Please Help!!

[0411G053A]

I need some help with this problem:

27a^x+y b^x-y
Simplify: ---------------
-3a^x-y b^x+y

I am not sure of how to simplify this.

[Guy Desautels]

Before I attemp this: Is there a space between y and b^x; if yes, then
should there not be some operation or parentheses?

(27a^x+y) (b^x-y)
> Simplify: ------------------
> (-3a^x-y) (b^x+y)

(27a^x) + (yb^x-y)
> Simplify: -------------------
> (-3a^x) - (b^x+y)

27a^x + yb^x - y
> Simplify: ------------------
> -3a^x -yb^x +y

Which one above???

--
Guy Desautels

[GWinstonHW]

In article <4t05tt$1f...@ausnews.austin.ibm.com>, 0411G053A@ writes:

>
> 27a^x+y b^x-y
>Simplify: ---------------
> -3a^x-y b^x+y

I'm assuming a is raised to power (x+y). Brackets would have been useful.
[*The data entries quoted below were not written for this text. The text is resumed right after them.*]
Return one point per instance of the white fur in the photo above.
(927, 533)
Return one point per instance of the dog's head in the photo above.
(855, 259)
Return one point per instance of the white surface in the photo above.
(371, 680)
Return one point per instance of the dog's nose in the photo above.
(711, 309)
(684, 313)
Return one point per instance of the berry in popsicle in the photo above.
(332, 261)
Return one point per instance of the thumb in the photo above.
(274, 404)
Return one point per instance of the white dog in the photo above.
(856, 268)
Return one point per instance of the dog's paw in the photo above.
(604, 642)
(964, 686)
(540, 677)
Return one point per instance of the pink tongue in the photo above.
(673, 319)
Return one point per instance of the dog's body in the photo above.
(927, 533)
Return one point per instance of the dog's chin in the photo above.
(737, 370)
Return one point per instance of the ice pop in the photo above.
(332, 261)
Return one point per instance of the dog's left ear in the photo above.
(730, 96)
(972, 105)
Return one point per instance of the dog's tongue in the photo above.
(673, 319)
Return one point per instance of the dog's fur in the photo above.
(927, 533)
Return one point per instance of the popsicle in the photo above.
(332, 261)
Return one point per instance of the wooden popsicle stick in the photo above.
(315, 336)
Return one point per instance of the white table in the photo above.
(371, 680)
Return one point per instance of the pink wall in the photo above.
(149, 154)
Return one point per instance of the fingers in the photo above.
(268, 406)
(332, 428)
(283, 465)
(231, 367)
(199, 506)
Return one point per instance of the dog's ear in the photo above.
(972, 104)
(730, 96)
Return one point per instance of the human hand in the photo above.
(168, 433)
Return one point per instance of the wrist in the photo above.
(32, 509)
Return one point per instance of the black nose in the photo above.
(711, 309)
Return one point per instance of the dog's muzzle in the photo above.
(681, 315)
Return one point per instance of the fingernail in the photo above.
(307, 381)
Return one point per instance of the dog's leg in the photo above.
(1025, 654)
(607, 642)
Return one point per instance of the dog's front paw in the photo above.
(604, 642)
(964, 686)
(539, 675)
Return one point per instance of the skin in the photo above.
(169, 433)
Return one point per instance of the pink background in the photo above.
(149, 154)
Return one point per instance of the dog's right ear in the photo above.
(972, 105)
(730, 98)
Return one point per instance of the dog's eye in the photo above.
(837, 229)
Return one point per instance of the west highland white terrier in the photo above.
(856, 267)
At school, you learn (a^x) / (a^y) = a^(x-y). You can apply the same
principle to this question.

For example, a^(x+y) / a^(x-y) = a^([x+y]-[x-y]) = a^(2y)

The whole equation simplifies to -9 a^(2y) b^(-2y), but since n^(-a) =
1/(n^a), this can rewritten as -9 a^(2y) / b^(-2y).

Gavin

[Sheldon Ackerman]

GWinstonHW (gwins...@aol.com) wrote:

: The whole equation simplifies to -9 a^(2y) b^(-2y), but since n^(-a) =

: 1/(n^a), this can rewritten as -9 a^(2y) / b^(-2y).

^^^^^^
I'm sure it's a typo on your part, but the part I underlined with ^ above,
should read:

b^(2y)

--
Sheldon Ackerman.......http://www.dorsai.org/~ackerman/
acke...@dorsai.dorsai.org

[GWinstonHW]

In article <4t132j$7...@amanda.dorsai.org>, acke...@dorsai.org (Sheldon
Ackerman) writes:

>I'm sure it's a typo on your part, but the part I underlined with ^
above,
>should read:
>
>b^(2y)

Yes, it was a typo. Thanks for the correction.

Gavin

[0411G053A]

In <4t0qq8$c...@newsbf02.news.aol.com>, gwins...@aol.com (GWinstonHW) writes:
>In article <4t05tt$1f...@ausnews.austin.ibm.com>, 0411G053A@ writes:
>
>>
>> 27a^x+y b^x-y
>>Simplify: ---------------
>> -3a^x-y b^x+y
>
>I'm assuming a is raised to power (x+y). Brackets would have been useful.
>
>At school, you learn (a^x) / (a^y) = a^(x-y). You can apply the same
>principle to this question.
>
>For example, a^(x+y) / a^(x-y) = a^([x+y]-[x-y]) = a^(2y)
>

>The whole equation simplifies to -9 a^(2y) b^(-2y), but since n^(-a) =
>1/(n^a), this can rewritten as -9 a^(2y) / b^(-2y).
>

>Gavin

Thanks,
This helps very much. I will be sure to stay here for the help. :)>

[gars...@pipeline.com]

Please, when you do, remember the brackets.

My guess as to what you meant was way off.


-- Gary Simon
>

[Conn E. Smith]

gars...@pipeline.com wrote:
>
> In article <4t5kti$18...@ausnews.austin.ibm.com>, 0411G053A@ writes:
>
> >In <4t0qq8$c...@newsbf02.news.aol.com>, gwins...@aol.com (GWinstonHW)
> writes:
> >>In article <4t05tt$1f...@ausnews.austin.ibm.com>, 0411G053A@ writes:
> >>
> >>>
> >>> 27a^x+y b^x-y
> >>>Simplify: ---------------
> >>> -3a^x-y b^x+y
> >>
> >>I'm assuming a is raised to power (x+y). Brackets would have been useful.

[ I cut out balance of this solution ]

To whomever is interested:

In the above expression the (x + y) is NOT a power. The (x + y ) should
be referred to by one of its proper names: EXPONENT or if you prefer,
index would also be acceptable.

In the expression 3^2, the 3 is the base, the 2 is the exponent and
the whole thing ( 3^2 ) is properly called the power. ie It would be
correct to say that the second power of 3 is 9.